Le Niger a été en effet frappé dans sa partie ouest par les attaques les plus meurtrières commises ces dernières années par des jihadistes présumés qui ont tué (le dimanche 21 mars 2021) 137 personnes. Un bilan qui vient s’ajouter aux 66 morts des attaques commises six jours avant. Et presque tous, des innocents sont tués par ces barbares. Le 15 mars, le Mali a perdu au moins 33 soldats dans l’attaque de Tessit (Ansongo/Gao) revendiquée (une semaine plus tard) par l’Etat islamique au Sahel. Entre le 15 et le 21 mars 2021, la fameuse «Zone des Trois frontières» a été confronté à une violence aveugle que la présence militaire française aurait du circonscrire dans la durée.
Ce qui, objectivement, doit nous amener à nous interroger sur l’efficacité des très médiatiques opérations menées par Barkhane dans la zone. A quoi a servi ces brillantes victoires militaires sur les réseaux terroristes qui semblent aujourd’hui avoir repris du poil de la bête ? Autrement, à quoi servent Barkhane et Takuba après le sommet de clarification de Pau en janvier 2020 ? Ces attaques sauvages ont été perpétrées un mois après le sommet du G5 Sahel à N’Djamena (Tchad, 15 et 16 février 2021) durant lequel Emmanuel Macron a pourtant martelé sa volonté de «décapiter» les groupes jihadistes affiliés à Al-Qaïda pour justifier le maintien de l’effectif (5 100 militaires français) de Barkhane dans le Sahel.
Après Pau, les Sahéliens s’attendaient légitimement à «des actes forts» et non à des opérations de saupoudrage pour cacher l’inefficacité de l’option de l’Elysée face au terrorisme. Et pour continuer à nous berner, le sommet de N’Djamena a été celui de l’adoption d’un nouveau concept face à la menace : «Triple sursaut politique, diplomatique et de développement» au Sahel ! Que du bluff ! Comme d’ailleurs ce sommet de Pau tenu en réalité contre la volonté des peuples sahéliens de s’émanciper de l’inopérante présence militaire étrangère, notamment française, dans leur région.
Un tableau très sombre malgré la vanité de Macron
En dépit des succès tactiques revendiqués, le tableau y demeure plus que jamais très sombre.
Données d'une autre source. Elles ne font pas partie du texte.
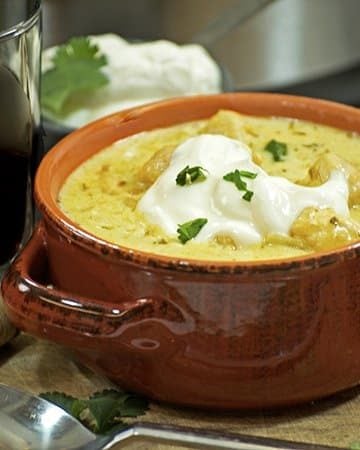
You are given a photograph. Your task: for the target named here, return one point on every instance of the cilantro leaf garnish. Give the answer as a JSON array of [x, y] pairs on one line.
[[248, 196], [277, 149], [103, 411], [190, 174], [189, 230], [76, 68], [235, 177]]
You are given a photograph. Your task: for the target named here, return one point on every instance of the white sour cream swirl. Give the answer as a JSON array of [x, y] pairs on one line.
[[140, 73], [275, 204]]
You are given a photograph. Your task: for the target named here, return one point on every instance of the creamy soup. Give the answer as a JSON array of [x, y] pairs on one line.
[[233, 187]]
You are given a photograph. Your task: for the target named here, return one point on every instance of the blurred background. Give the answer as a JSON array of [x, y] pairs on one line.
[[308, 47]]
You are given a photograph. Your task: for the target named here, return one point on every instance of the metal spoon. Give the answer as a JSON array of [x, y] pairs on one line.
[[32, 423], [229, 19]]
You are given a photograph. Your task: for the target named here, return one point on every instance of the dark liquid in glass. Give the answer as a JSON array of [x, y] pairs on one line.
[[16, 144]]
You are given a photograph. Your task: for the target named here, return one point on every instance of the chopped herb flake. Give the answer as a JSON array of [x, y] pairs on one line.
[[189, 230], [248, 196], [277, 149], [190, 174], [235, 177]]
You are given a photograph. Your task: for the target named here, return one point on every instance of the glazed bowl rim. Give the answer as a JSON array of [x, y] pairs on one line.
[[70, 229]]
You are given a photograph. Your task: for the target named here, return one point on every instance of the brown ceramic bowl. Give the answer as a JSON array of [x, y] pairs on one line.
[[207, 334]]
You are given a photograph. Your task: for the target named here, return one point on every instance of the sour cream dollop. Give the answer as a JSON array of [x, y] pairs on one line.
[[140, 73], [275, 204]]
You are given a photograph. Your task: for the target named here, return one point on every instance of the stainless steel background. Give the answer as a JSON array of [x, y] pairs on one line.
[[291, 41]]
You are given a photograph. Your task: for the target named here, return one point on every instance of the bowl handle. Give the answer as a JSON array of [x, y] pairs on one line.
[[39, 308]]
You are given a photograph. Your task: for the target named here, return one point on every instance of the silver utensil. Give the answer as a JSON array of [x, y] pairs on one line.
[[228, 20], [32, 423]]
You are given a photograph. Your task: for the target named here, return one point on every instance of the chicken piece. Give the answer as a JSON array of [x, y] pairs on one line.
[[322, 229], [154, 167], [227, 123], [320, 172]]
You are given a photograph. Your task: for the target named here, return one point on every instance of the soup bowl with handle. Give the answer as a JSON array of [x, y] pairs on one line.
[[214, 334]]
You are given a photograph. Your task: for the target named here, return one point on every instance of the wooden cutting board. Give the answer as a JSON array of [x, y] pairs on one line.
[[38, 366]]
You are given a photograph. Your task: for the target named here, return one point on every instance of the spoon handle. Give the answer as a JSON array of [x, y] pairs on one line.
[[228, 20], [201, 439]]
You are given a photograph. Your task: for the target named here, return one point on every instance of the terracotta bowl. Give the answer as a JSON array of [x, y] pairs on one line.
[[206, 334]]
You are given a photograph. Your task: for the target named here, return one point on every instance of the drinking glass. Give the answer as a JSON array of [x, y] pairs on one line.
[[20, 137]]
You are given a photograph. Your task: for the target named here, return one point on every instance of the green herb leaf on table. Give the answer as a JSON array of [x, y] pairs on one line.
[[103, 411], [190, 174], [277, 149], [189, 230], [76, 68]]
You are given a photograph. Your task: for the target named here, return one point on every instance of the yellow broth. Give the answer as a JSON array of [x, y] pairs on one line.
[[101, 195]]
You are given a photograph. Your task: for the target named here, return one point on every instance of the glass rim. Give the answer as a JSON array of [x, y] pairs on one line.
[[21, 27]]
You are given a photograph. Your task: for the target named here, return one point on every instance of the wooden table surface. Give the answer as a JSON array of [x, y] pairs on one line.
[[38, 366]]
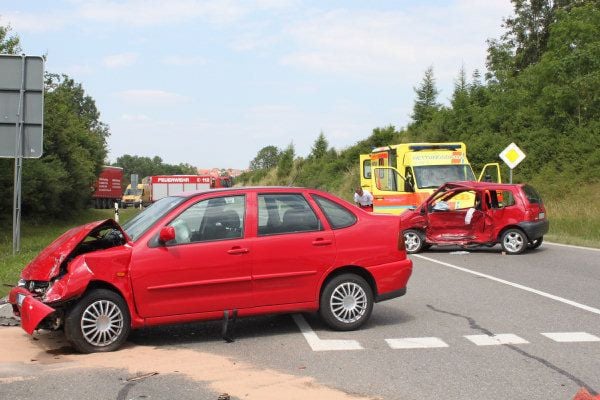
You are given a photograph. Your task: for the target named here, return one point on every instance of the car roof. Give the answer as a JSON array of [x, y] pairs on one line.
[[278, 189], [481, 185]]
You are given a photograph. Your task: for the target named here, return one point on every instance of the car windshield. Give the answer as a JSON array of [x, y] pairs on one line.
[[136, 226], [432, 176]]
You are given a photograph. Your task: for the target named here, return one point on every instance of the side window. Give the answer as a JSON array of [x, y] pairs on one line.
[[367, 169], [285, 213], [505, 198], [338, 216], [212, 219]]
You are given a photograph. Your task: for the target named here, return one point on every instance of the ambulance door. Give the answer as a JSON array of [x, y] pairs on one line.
[[388, 192], [490, 173], [365, 171]]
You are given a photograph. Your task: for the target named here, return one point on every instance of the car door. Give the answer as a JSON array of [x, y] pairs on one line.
[[291, 251], [205, 268], [455, 217]]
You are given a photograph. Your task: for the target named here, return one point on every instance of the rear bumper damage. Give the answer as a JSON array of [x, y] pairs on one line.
[[31, 311]]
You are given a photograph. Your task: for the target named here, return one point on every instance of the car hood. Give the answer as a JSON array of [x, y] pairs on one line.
[[47, 264]]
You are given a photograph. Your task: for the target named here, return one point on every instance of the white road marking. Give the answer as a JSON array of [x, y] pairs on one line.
[[571, 246], [494, 340], [516, 285], [317, 344], [416, 343], [571, 337]]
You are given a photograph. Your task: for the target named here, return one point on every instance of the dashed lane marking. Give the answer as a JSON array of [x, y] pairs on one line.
[[495, 340], [515, 285], [317, 344], [571, 337], [416, 343]]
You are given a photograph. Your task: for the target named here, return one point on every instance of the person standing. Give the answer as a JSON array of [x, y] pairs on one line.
[[363, 198]]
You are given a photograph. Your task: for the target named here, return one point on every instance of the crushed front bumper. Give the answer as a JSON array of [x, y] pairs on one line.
[[30, 310]]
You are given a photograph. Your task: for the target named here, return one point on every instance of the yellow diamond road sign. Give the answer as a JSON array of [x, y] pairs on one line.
[[512, 155]]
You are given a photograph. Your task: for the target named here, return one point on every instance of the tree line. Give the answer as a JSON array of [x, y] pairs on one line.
[[541, 91]]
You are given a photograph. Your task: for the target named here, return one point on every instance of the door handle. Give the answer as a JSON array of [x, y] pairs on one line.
[[321, 242], [238, 250]]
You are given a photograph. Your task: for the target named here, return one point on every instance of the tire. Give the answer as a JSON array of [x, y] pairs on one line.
[[346, 302], [534, 244], [514, 241], [107, 322], [414, 241]]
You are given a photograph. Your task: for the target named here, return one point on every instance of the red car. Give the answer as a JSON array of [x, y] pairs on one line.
[[213, 254], [478, 213]]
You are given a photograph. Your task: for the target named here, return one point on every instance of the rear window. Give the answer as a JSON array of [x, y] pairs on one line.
[[338, 216], [532, 195]]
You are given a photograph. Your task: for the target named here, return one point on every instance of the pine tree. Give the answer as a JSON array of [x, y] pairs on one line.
[[425, 104]]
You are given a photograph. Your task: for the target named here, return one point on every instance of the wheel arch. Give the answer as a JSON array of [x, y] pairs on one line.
[[353, 269], [517, 227]]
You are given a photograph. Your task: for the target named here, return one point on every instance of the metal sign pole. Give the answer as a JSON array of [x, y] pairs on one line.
[[18, 164]]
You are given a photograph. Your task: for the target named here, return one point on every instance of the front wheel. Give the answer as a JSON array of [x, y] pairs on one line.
[[414, 241], [98, 322], [514, 241], [346, 302]]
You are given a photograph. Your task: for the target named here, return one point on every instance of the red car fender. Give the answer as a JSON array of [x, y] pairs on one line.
[[31, 310]]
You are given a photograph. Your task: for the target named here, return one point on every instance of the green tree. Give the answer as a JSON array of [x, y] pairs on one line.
[[266, 158], [426, 102], [9, 44], [319, 149], [286, 161]]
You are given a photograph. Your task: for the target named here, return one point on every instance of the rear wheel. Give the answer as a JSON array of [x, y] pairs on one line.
[[414, 241], [346, 302], [534, 244], [98, 322], [514, 241]]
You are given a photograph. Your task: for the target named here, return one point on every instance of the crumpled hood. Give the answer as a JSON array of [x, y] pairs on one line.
[[47, 264]]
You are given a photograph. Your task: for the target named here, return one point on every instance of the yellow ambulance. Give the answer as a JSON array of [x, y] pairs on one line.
[[402, 176]]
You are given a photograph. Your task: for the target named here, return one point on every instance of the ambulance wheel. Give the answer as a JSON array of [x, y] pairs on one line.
[[414, 241], [98, 322]]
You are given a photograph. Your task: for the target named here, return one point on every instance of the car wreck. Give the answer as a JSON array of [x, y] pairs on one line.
[[213, 255], [478, 213]]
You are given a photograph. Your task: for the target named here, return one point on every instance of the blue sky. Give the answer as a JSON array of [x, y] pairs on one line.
[[210, 83]]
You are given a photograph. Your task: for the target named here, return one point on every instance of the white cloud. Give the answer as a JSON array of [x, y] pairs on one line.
[[184, 61], [151, 97], [25, 22], [160, 12], [120, 60], [135, 117], [397, 45]]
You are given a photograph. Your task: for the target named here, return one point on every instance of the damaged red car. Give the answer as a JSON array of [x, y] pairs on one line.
[[478, 213], [213, 255]]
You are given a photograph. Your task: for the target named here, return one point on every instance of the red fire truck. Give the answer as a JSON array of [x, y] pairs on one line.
[[108, 189], [159, 186]]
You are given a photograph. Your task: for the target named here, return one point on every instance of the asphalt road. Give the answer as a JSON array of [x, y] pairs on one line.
[[472, 325]]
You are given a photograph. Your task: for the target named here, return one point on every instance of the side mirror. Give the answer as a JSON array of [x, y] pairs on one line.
[[167, 234]]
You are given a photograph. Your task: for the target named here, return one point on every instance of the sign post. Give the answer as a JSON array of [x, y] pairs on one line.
[[512, 155], [21, 120]]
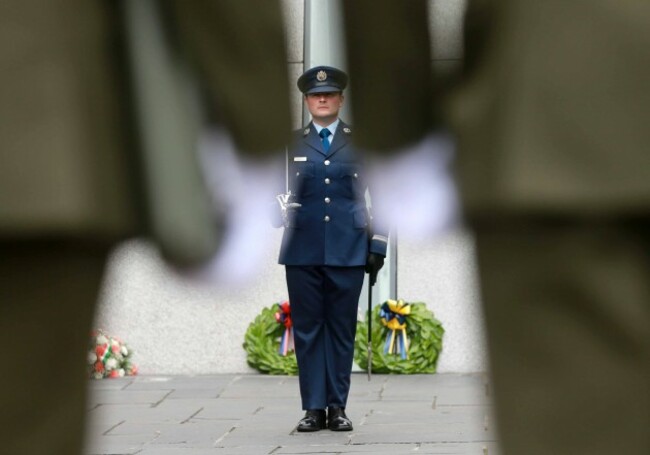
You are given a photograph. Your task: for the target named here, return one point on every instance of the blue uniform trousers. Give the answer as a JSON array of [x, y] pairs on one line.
[[324, 303]]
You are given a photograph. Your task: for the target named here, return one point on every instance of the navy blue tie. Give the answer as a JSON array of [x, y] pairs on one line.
[[324, 134]]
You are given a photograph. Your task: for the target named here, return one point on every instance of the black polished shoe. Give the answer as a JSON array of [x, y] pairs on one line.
[[314, 420], [337, 420]]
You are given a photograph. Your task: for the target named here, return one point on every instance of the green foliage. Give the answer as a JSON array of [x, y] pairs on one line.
[[262, 342], [424, 332]]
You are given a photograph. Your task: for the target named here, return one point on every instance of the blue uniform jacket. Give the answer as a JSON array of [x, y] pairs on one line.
[[332, 225]]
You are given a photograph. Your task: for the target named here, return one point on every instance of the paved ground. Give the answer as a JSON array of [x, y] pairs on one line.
[[256, 414]]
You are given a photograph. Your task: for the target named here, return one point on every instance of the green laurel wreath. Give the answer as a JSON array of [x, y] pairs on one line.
[[424, 332], [262, 344]]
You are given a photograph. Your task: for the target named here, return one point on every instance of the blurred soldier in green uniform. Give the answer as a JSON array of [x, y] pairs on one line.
[[71, 176], [553, 168]]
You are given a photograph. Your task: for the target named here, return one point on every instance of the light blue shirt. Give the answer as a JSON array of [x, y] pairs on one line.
[[332, 127]]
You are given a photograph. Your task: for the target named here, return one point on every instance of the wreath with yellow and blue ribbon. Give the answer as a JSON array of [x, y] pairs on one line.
[[406, 339]]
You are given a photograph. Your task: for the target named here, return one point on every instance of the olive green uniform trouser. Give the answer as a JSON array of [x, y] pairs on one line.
[[48, 292], [567, 307]]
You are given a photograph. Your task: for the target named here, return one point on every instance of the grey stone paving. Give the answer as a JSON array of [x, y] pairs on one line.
[[256, 415]]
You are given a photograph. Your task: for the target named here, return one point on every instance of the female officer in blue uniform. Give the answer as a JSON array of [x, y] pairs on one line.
[[325, 248]]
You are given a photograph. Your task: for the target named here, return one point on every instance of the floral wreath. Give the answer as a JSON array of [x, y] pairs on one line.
[[109, 357], [269, 341], [406, 338]]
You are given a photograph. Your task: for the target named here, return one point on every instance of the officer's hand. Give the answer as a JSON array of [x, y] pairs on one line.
[[374, 263]]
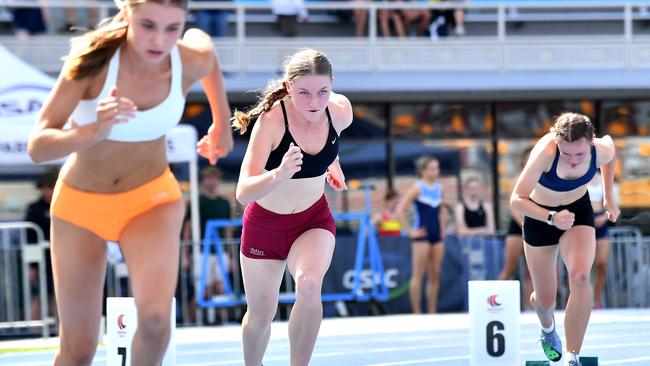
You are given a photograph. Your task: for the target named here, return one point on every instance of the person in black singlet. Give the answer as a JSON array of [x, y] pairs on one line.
[[551, 193], [287, 222], [473, 215]]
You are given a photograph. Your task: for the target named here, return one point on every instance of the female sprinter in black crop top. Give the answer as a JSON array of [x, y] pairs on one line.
[[287, 222], [551, 193]]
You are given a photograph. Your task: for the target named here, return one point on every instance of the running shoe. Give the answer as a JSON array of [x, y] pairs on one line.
[[552, 345]]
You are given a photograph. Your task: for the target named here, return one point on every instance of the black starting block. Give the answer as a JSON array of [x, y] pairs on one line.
[[584, 361]]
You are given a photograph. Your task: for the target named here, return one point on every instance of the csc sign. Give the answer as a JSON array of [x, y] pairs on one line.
[[368, 278], [22, 100]]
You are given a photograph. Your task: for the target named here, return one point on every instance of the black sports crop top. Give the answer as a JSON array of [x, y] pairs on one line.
[[312, 165]]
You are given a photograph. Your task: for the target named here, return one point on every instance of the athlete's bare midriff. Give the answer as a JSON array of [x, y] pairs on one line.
[[547, 197], [294, 195], [114, 167]]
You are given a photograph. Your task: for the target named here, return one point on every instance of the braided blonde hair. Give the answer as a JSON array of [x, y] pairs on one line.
[[303, 62]]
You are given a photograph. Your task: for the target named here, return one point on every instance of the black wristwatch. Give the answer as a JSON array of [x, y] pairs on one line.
[[549, 218]]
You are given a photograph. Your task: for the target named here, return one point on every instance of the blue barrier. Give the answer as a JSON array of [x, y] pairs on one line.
[[366, 245]]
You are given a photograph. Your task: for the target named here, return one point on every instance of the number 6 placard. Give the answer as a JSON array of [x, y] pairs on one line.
[[494, 323], [122, 321]]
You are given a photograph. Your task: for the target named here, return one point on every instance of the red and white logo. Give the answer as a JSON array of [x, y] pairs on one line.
[[495, 305], [120, 322]]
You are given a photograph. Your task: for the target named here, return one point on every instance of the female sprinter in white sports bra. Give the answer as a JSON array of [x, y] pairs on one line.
[[122, 88]]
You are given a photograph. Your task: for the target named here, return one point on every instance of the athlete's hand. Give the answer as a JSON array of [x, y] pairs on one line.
[[335, 177], [563, 220], [110, 110], [215, 144], [291, 162], [611, 210], [418, 233]]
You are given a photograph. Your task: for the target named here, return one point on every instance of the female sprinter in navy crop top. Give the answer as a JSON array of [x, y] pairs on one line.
[[121, 88], [425, 199], [287, 221], [551, 193]]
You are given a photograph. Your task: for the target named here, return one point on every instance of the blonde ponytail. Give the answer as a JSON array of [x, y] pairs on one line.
[[272, 94], [91, 51]]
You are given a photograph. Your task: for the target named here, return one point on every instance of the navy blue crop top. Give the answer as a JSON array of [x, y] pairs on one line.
[[551, 180], [312, 165]]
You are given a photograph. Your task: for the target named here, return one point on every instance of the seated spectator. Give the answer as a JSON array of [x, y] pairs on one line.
[[211, 206], [420, 17], [442, 19], [38, 212], [385, 221], [289, 13], [386, 17], [29, 21], [213, 22], [473, 215], [71, 24]]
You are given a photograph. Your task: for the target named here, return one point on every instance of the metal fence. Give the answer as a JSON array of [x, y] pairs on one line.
[[16, 256], [198, 302]]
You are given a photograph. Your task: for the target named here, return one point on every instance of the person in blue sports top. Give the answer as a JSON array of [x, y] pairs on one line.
[[425, 199], [551, 193]]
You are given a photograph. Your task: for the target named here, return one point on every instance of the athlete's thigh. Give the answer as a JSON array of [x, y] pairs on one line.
[[79, 268], [262, 279], [542, 266], [578, 248], [150, 244], [311, 253]]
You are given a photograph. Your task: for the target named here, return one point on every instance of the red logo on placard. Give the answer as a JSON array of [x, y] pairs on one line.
[[492, 300], [120, 321]]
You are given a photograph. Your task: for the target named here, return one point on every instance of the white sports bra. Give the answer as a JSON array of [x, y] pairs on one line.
[[146, 125]]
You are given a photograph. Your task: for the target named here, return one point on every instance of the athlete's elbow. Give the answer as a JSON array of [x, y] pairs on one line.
[[241, 197], [515, 200], [35, 153]]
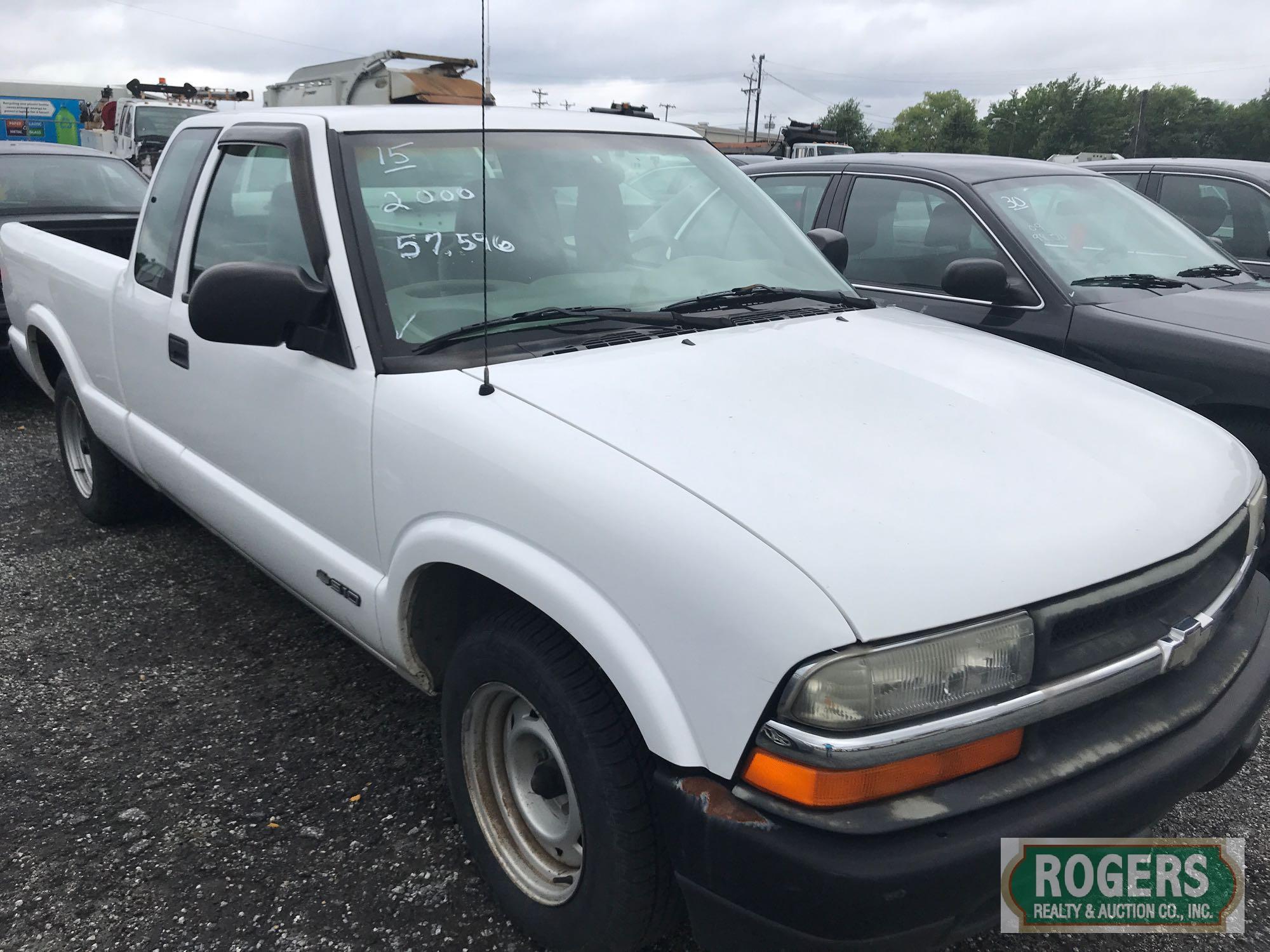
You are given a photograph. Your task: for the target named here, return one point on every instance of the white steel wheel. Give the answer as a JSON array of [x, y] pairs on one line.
[[77, 447], [523, 794]]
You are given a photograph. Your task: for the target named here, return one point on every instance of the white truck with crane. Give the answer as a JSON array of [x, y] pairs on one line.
[[371, 82], [138, 128]]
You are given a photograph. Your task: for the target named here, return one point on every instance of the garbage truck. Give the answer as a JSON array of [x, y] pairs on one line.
[[371, 82]]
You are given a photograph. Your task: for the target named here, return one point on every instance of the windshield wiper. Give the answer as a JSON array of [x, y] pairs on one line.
[[758, 294], [1212, 271], [657, 319], [1132, 281]]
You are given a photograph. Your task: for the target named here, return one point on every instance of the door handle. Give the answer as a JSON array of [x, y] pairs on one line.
[[178, 351]]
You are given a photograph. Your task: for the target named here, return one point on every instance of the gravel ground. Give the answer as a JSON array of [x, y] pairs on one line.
[[196, 762]]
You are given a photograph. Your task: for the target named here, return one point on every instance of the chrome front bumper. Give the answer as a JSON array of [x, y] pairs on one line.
[[1177, 649]]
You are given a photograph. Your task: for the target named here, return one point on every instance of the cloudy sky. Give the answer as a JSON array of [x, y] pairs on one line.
[[693, 55]]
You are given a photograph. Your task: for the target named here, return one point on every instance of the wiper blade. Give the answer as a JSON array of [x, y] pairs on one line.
[[1212, 271], [758, 294], [1132, 281], [657, 319]]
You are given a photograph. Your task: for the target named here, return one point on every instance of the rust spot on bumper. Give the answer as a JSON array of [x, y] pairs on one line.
[[719, 803]]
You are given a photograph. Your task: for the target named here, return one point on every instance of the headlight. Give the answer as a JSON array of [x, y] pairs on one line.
[[1257, 513], [864, 687]]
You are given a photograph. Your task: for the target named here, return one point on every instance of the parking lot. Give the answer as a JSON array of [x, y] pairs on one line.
[[195, 761]]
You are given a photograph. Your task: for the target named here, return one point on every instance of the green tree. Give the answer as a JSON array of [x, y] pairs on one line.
[[1062, 116], [848, 120], [943, 122]]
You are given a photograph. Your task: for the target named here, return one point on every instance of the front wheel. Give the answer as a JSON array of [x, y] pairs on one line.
[[552, 786], [105, 489]]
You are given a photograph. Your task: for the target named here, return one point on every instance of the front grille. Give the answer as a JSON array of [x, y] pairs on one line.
[[1125, 615]]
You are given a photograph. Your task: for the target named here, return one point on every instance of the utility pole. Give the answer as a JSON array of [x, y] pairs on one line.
[[750, 93], [759, 93], [1142, 115]]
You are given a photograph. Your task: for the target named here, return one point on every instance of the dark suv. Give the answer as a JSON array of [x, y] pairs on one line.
[[1229, 200], [1059, 257]]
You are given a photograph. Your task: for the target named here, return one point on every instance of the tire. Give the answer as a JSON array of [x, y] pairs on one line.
[[105, 489], [514, 675]]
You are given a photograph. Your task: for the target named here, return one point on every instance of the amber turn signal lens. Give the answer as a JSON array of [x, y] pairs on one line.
[[819, 786]]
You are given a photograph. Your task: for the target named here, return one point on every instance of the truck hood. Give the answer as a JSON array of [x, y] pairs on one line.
[[920, 473], [1238, 310]]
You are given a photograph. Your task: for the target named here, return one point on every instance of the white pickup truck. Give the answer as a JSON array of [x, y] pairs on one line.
[[733, 586]]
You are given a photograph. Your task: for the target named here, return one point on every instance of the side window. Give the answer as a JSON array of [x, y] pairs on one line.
[[1132, 180], [1236, 214], [164, 215], [798, 196], [906, 234], [251, 214]]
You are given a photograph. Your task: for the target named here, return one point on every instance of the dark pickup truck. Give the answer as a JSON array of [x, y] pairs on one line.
[[1053, 256], [78, 194], [1227, 200]]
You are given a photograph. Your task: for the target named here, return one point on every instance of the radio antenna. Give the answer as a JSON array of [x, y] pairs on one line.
[[486, 388]]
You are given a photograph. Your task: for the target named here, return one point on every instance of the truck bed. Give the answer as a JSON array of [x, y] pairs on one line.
[[65, 288], [104, 233]]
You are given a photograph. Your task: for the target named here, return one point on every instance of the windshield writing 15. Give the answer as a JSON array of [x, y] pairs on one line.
[[573, 220]]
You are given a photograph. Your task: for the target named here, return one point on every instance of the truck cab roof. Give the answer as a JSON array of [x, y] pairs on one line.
[[449, 119]]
Les morts, civils et militaires, sont nombreux et la barre des deux millions de déplacés a été franchie en janvier 2021. Depuis le sommet de Pau, qui avait vu l’Elysée désigner l’organisation Etat islamique au grand Sahara (EIGS) «ennemi numéro 1» dans la région, «nous avons réussi à obtenir de véritables résultats dans la zone des trois frontières (entre le Mali, le Niger et le Burkina Faso) et l’EIGS a perdu son emprise et subit de nombreuses pertes», s’était vanté Macron resté dans son bureau pour s’adresser aux dirigeants du G5 Sahel réunis à N’Djamena.
L’attaque de Tessit et le massacre de civils au Niger entre le 15 et le 21 mars derniers sont les démentis du terrain. La réalité est que les organisations affiliées à Al-Qaïda et regroupées au sein du Groupe de soutien à l’islam et aux musulmans (GSIM) sont loin d’être neutralisées…
Les opérations de Barkhane dans cette zone dite des «Trois frontières» ont plutôt servi à déplacer la menace terroriste vers le centre du Mali, où les Forces armées maliennes (FAMa) sont harcelées à longueur de journée avec des mines posées partout, et surtout vers le sud. De nos jours, les terroristes ne se cachent presque plus dans leurs mouvements entre les villages. «La région de Sikasso est infestée d’islamistes aujourd’hui», nous a récemment confié un élu. Des villageois y sont de plus de plus en plus menacés comme dans le centre du pays.
«Je ne sais pas si le gouvernement est conscient de la situation, mais dans le cercle de Kadiolo, les populations sont de plus en plus inquiètes par cette présence de barbus armés», nous a aussi confié une source dans la capitale du Folona. «Il n’y pas longtemps, un adolescent a découvert à partir de sa fenêtre un homme en train d’essuyer son arme dans une mosquée. Cela a semé la frayeur dans la ville momentanément abandonnée alors par des élus et certaines personnalités influentes», a-t-elle ajouté. Ces témoignages confirment l’extension des actes terroristes aux pays côtiers comme la Côte d’Ivoire, le Bénin…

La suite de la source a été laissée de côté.